O bucólico bairro de São Domingos é um dos mais antigos de Niterói e tem um marco histórico no desenvolvimento da cidade. Foi palco de importantes acontecimentos em seus 0,69 quilômetros de extensão e até hoje mescla o passado e o presente de uma forma muito nostálgica. Essa diferença pode ser vista desde a arquitetura, antiga e moderna, até mesmo sua pavimentação que ainda guarda consigo os trilhos do antigo bonde, que se intercalam com o asfalto. Mas sem o cuidado necessário toda essa história vai ficando distante e caindo no esquecimento se uma manutenção mais efetiva não for realizada em alguns pontos do bairro.

O casarão na esquina da Av. Visconde do Rio Branco com a Rua José Bonifácio, na entrada do campus da Universidade Federal Fluminense (UFF), é um exemplo da falta que a manutenção faz. Ele está protegido por um tapume da Prefeitura de Niterói, há anos, para que partes da construção antiga não caiam em cima de pedestres. Porém a interdição não protege o imóvel e os pedestres precisam andar na rua, já que a calçada está também interditada.

Outros imóveis no bairro também estão nessa situação, como por exemplo: na Rua General Osório os escombros de uma grande construção, na direção da igreja, também está deteriorando no tempo e parte da construção desaba, para dentro e para fora do terreno. Além desse local uma casa na Rua Cel. Tamarindo, na Praça Escritor Adélino Magalhães, também oferece risco de desabamento. Inclusive parte do reboco dessa parede já caiu e é possível ver os antigos tijolos de barro usados na construção.

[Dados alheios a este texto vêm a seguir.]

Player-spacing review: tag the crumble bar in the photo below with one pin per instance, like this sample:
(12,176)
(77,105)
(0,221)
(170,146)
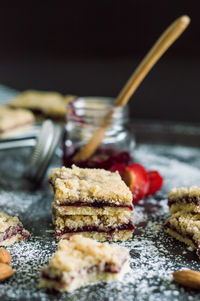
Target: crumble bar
(47,104)
(89,186)
(80,261)
(93,202)
(184,199)
(185,227)
(14,121)
(11,230)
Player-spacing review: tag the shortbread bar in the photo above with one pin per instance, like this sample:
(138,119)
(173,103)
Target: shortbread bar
(11,230)
(117,227)
(14,121)
(81,261)
(95,188)
(93,202)
(186,228)
(184,199)
(48,104)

O bairro é um dos menores da cidade e é conhecido justamente pela característica clássica e moderna. Os primeiros bondes foram instalados a partir do bairro assim como a primeira agência de Correios de Niterói. O local também foi porto de atracação e foi escolhido para abrigar, em 1816, D. João VI. “A relevância é muito grande e é um bairro que mostra um passado histórico esquecido, justamente o período da presença da família real. Ainda temos imóveis que são da época do Império e infelizmente os meios legais que existem na cidade não são efetivos para conter o avanço do progresso e consequentemente a perda do patrimônio material arquitetônico da cidade. Deveriam ter políticas públicas para patrimônio histórico na cidade”, contou a historiadora Antoani Rodrigues.

A Prefeitura de Niterói foi perguntada se existe algum projeto para resolver essas questões dos imóveis, mas até o fechamento dessa edição não se manifestou.